“My high school had no library worthy of the name `book,’ so I would walk about a mile downtown to the public one to borrow, in almost every case, a new world. That’s what a library does for its patrons. It extends the self. It is pure empowerment. I would gather my three or four choices, after deliberations governed by ignorant conjecture, and then before leaving, I would sit at one of the long, wide tables we associate with the institution now, and read a page or two further than I had while standing in the stacks. I scorned the books deemed appropriate for my age, and selected only those I wouldn’t understand. Reading what I didn’t understand was, for one blissful period of my life, the source of a profound, if perverse, pleasure.”
I could sign my name to this passage from William H. Gass’ “A Defense of the Book,” collected in A Temple of Texts. My grade school had a better library than my high school, stocked with antiquated science texts and “classics” abridged for children – Gulliver’s Travels with Swift’s scatology excised. In that library I met Max Ellison, the first self-identified poet I met and later the poet laureate of Michigan. I was a Roethke enthusiast and had read Allan Seagar’s The Glass House: The Life of Theodore Roethke. Ellison, folksy and bearded like Whitman, assured me Roethke was overrated. I asked him about Buber and Tillich, writers important to Roethke late in his life, but Ellison knew nothing of them.
Gass’ essay mingles memoir and reverie. A good book, especially when we’re young, is always “a new world,” a reaching beyond the self. Just as Columbus followed the Vikings, so a “new world” can be rediscovered, which describes much of my reading today. A library, Gass says, ought to “extend the self.” I thought of this phrase on Thursday when I took my younger sons to the central library in Bellevue. One man was watching an ABBA video on a library computer and another, a clip from a Bruce Lee movie. No selves were being extended. Still, in the stacks I found Alexander Waugh’s Fathers and Sons, Victor Serge’s Unforgiving Years and, through interlibrary loan, Daniel Fuchs’ Three Novels. My sons, between them, checked out 23 books, from Calvin and Hobbes to a kid’s history of the Trojan War. Gass continues:
“I also liked to look at the card pasted in the back of the book to record previous borrowings – a card that is, like so much other information, there no longer or discreetly incomplete. It gave me a good deal of satisfaction to be taking home some rarely read, symbolically dusty, arcane tome. I checked out both my book and my pride at the same desk. See O world what I am reading and be amazed: Joyce, Wells, Carlyle. Well, Wells I could understand. That, I would realize later, was what was the matter with him.”
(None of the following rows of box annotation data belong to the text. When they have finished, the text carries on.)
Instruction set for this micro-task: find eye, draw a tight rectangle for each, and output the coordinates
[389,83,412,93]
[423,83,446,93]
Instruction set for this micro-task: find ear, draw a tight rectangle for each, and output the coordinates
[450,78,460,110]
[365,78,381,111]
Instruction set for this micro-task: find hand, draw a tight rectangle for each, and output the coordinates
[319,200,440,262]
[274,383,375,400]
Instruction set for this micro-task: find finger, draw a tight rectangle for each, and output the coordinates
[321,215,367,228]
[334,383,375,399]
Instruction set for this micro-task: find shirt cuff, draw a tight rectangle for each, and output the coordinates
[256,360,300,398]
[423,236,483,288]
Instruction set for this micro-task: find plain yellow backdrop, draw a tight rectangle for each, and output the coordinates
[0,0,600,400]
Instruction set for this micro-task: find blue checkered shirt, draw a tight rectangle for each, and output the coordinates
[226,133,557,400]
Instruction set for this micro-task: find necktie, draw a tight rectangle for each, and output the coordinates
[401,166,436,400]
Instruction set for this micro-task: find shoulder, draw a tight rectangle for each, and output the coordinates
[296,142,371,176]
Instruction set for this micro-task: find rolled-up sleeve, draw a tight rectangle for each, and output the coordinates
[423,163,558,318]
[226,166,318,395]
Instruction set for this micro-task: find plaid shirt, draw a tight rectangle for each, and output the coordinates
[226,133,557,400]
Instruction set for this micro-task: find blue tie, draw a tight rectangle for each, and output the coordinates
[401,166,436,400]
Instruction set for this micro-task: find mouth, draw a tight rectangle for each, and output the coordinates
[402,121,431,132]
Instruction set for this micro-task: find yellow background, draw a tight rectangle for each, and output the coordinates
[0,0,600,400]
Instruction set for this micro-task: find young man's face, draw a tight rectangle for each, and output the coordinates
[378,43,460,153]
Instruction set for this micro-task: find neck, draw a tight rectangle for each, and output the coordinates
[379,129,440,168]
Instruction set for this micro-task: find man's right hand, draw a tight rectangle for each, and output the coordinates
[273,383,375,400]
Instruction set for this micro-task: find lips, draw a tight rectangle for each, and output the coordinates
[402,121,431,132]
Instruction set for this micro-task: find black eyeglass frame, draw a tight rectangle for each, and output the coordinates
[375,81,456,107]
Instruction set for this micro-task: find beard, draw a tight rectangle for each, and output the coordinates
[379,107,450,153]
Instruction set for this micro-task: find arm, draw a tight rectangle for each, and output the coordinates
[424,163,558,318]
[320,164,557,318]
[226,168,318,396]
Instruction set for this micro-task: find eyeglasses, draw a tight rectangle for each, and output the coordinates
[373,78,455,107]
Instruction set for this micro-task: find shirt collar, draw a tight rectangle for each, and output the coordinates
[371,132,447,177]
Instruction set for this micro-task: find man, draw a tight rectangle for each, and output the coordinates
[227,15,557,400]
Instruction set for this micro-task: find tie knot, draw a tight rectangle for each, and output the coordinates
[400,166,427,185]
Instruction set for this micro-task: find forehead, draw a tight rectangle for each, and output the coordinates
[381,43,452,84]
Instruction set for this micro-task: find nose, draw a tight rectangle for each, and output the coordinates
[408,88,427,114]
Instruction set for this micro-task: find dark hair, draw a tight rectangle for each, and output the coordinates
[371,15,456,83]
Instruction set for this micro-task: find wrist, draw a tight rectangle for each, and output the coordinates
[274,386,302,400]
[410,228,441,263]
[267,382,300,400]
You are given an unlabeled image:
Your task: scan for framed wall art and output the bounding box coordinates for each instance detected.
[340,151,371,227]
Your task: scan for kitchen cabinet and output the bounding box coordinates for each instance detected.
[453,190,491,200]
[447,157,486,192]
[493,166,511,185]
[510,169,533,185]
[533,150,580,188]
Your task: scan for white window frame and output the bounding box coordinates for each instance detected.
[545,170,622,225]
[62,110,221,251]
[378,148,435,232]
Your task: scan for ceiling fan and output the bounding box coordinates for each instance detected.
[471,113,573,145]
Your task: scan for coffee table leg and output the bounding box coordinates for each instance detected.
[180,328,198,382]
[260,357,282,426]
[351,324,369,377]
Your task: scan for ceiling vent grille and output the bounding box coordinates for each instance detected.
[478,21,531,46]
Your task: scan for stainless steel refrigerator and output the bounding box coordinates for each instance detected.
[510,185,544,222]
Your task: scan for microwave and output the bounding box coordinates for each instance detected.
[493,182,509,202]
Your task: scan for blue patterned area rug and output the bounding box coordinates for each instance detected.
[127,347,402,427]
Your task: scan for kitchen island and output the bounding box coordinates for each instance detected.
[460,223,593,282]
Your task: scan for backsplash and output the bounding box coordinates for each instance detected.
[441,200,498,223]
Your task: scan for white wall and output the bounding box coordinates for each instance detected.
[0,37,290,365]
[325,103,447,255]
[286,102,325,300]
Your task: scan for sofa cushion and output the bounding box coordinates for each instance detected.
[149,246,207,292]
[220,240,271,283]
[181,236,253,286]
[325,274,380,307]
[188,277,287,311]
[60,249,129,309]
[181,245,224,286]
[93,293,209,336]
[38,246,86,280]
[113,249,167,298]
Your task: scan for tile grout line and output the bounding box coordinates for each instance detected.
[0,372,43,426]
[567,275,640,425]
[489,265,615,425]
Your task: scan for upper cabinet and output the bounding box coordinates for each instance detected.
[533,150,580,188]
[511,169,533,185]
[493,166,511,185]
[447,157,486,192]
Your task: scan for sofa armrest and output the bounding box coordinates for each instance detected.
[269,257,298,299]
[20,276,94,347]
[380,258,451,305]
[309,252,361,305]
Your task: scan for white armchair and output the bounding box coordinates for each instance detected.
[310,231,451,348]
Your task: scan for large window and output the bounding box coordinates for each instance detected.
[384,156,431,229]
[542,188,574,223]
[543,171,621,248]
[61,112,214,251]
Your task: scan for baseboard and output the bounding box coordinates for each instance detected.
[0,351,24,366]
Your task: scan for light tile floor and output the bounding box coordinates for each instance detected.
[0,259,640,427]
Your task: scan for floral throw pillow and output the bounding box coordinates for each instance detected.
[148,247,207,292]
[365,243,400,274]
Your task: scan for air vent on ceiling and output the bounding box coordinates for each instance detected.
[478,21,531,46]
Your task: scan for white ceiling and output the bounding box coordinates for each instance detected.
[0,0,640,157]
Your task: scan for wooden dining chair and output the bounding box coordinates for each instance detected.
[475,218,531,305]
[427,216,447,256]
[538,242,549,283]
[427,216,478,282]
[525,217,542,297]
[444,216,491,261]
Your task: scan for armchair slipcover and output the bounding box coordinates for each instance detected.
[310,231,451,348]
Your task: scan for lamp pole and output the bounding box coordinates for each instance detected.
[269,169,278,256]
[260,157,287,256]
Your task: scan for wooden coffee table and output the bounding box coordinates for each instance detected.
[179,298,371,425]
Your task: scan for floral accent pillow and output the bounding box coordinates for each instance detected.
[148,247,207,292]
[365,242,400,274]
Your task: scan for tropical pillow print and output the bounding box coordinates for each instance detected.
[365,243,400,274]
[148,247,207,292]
“My book and my pride,” indeed. How often I paraded my elevated tastes (including my taste for early Gass). They were usually genuine but made insufferable by my exhibitionism. Youth and arrogance are a potent cocktail. More Gass:
“Libraries have succumbed to the same pressures that have overwhelmed the basic cultural functions of museums and universities, aims which should remain what they were, not because the old ways are always better, but because in this case they were the right ones: the sustaining of standards, the preservation of quality, the conservation of literacy’s history, the education of the heart, eye, and mind – so that now they devote far too much of their restricted space, and their limited budget, to public amusement, and to futile competition with the Internet. It is a fact of philistine life that amusement is where the money is: Finally, you are doing something for the community, spokesmen for the community say, saluting the librarian with a gesture suitable to a noble Roman without, however, rising from their bed of banality.”